In order to decompress such vector of strings into a single string, it's necessary to call decompress(1) and take the return value. The pseudocode for decompress function is shown below:
string decompress(int id) {
	string res = "";
	for (int i = 0; i < length(S[id]); i++) {
		if (S[id][i] is a letter) {
			res += S[id][i]
		} else {
			res += decompress(parseInt(S[id][i]));
		}
	}
}
In other words, the function goes through the characters of S[id], from left to right. Each letter is directly appended to decompression result. Each digit corresponds to a certain string from S (for example, '3' corresponds to S[3]). We call decompress for the corresponding string and append the return value to decompression result.

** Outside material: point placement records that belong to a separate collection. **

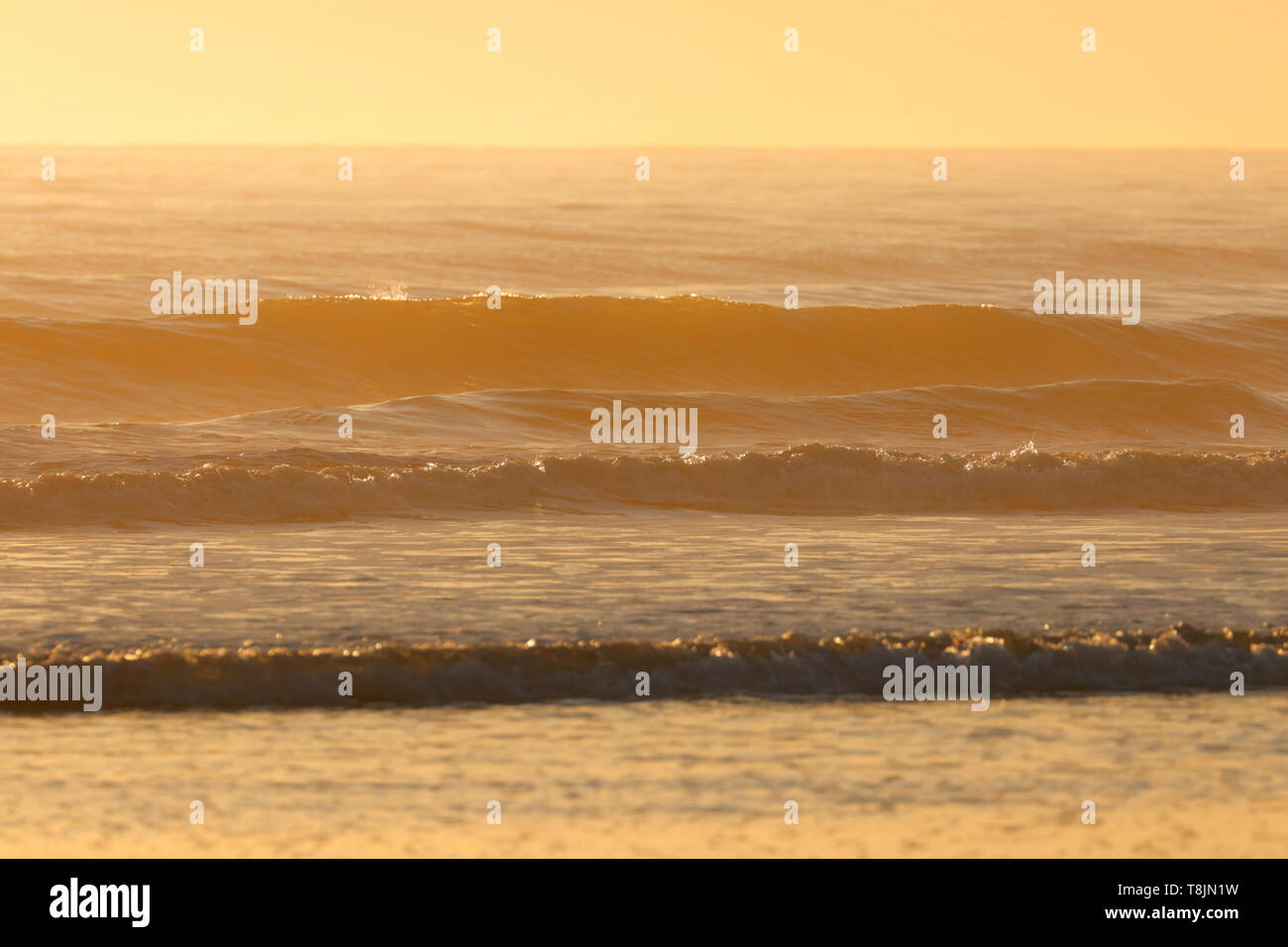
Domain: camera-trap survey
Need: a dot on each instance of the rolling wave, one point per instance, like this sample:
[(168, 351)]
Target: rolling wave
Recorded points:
[(304, 486), (364, 351), (1081, 415), (171, 677)]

In some cases, the decompression routine falls into infinite recursion, making it impossible to decompress the data. Therefore, we impose an additional restriction on the compressed data. Consider a directed graph containing N vertices 1, 2, ..., N. There is an arc from vertex i to vertex j in this graph if and only if S[i] contains an occurrence of digit j. In this task, only such compressed data is allowed that corresponding directed graph doesn't contain a cycle reachable from vertex 1. Note that loop arc is also considered to be a cycle. With this additional restriction, the recursion is always finite and decompression result is well-defined.



Implementation details



You will need to implement the method compress that takes String data and int[] limits as its input parameters. You should compress data into a vector (S[1], S[2], ..., S[N]) as described above. The value of N must be equal to the number of elements in limits. The length of each S[i] should not exceed the value given in i-th (1-based) elements of limits. The return value must be a String[] containing Strings S[1], S[2], ..., S[N], in this exact order.



The decompression result of your return value must not be exactly equal to data, but it must be as similar to data as possible. The similarity between two strings A and B is defined as the number of positions i such that 1 <= i <= min{length(A), length(B)} and i-th (1-based) characters in A and B are the same.



Scoring



Suppose that your return for a test case has a valid format and decompresses to a string ret. Then your score for this test case will be equal to (similarity between ret and data) / length(data).



Your overall score is calculated as follows: for each test case, you get the amount of points equal to YOUR_SCORE / MAX_SCORE, where YOUR_SCORE is your score for this test case and MAX_SCORE is the maximum among scores for this test case achieved by all competitors. There is one exception: if MAX_SCORE = 0, then all competitors get 0 points for this test case.



Test case generation



In the text below, words "chosen" and "random" always imply that uniform distrubution is used, unless another distribution is specified.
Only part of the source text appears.